Jason Truitt said...

If Gotro only knew (remembered?) what a friend you've been to her in the past, she would never question your friendship to Seigler. Or your continuing loyalty to her on some subjects.

And without commenting on what Seigler did or did not do (because I have not closely followed the details and was not present for any of the hearings), it is remarkable that a DA would actually assist a defense attorney when investigating the possibility of a new trial. Especially through non-regular channels. I mean, I wish they would do it more often. I wish they did it every time, in fact. But they simply do not. It could only have been done because Seigler was a political enemy, and was someone who may have run again in the next election against Lykos.

It's also funny that Gotro is linking to Hooper's blog--Hooper being the husband of Palmer, whom defense lawyers are supposed to hate.

I guess the enemy of Gotro's enemy is her friend, even when it's her enemy. Makes that righteous indignation of hers a little less... believable.



Oh Jason, you really nailed it with that one, man, hit the nail right on the head.

Yamamoto to Gotro et al said...

"I fear we have awakened a sleeping giant and filled her with a terrible resolve."

Anonymous said...

I recall a great lawyer once saying, "I think that a First Amendment without accountability for wrongdoing weakens the system as a whole, because it fosters bad reporting and poor journalism. I can make a strong case that, when I seek accountability for genuine wrongdoing, it ultimately strengthens the First Amendment.”

Anonymous said...

"Um, okay. So apparently, my blogging skills back in the day were so powerful that whenever someone spoke to Jim Leitner, he assumed it was some kind of trick that I had initiated."

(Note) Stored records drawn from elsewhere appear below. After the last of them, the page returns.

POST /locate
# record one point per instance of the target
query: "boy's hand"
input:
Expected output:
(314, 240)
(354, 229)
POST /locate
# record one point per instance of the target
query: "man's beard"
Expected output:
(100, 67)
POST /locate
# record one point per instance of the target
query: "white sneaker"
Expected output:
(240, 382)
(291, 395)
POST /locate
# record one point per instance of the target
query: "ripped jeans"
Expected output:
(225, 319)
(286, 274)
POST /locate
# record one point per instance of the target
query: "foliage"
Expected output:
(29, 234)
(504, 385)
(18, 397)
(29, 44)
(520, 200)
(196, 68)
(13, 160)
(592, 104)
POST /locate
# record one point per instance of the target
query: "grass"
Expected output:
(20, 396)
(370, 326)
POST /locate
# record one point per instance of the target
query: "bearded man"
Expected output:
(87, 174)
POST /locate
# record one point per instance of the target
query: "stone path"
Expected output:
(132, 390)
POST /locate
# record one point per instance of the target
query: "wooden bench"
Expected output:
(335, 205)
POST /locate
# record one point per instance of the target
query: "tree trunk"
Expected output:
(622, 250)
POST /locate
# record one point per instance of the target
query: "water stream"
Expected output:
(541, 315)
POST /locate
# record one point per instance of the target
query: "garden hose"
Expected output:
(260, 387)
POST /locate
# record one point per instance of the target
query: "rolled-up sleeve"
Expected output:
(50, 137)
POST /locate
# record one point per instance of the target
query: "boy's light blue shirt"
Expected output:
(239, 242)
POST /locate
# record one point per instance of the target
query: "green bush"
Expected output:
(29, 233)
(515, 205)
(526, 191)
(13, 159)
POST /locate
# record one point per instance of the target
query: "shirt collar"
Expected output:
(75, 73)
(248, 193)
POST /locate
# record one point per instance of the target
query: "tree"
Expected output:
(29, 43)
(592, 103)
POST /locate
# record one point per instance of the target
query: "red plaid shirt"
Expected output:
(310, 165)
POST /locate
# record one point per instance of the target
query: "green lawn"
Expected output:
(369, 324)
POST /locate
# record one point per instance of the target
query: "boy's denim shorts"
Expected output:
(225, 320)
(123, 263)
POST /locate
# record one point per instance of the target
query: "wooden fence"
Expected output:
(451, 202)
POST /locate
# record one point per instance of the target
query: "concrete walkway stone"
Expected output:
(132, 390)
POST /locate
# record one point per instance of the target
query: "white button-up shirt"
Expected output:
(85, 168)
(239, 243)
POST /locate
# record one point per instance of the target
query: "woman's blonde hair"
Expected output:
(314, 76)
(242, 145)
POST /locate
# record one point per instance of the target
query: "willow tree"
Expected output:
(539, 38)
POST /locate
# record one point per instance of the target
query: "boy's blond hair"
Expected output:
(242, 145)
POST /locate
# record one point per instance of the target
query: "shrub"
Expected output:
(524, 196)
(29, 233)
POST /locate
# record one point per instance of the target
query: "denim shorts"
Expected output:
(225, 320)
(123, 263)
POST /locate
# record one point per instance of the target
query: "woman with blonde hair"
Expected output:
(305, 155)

You might be surprised how much concern ran through the 6th floor on issues landing on your blog. Leitner, some Lykos, and Bureau Chiefs with their noses up Lykos' rear end.

Anonymous said...

Anon 12:22:
In order to prove that libel has happened, a lot of factors have to be considered. In the case of an ordinary citizen, the individual defamed must prove that the statement was false, caused harm to them, and was made without research into the truthfulness of the statement.
BUT, if the person defamed is a celebrity, things are different; the celebrity still has to prove the first three criteria, but then the celebrity has to prove that the statement was made with the intent to do harm or with "reckless disregard" for the truth.

Lonestarproud said...

I just watched 48 Hours. Casie Gotro seems like a ghetto, hateful person. She doesn't seem like someone that you would want to spend time around. I don't think they have a stable leg for a new trial. It just seems like a bunch of hearsay.

Kathy Shields said...

I just watched 48 Hours. Casie Gotro seems like a ghetto, hateful person. She doesn't seem like someone that you would want to spend time around. I don't think they have a stable leg for a new trial. It just seems like a bunch of hearsay.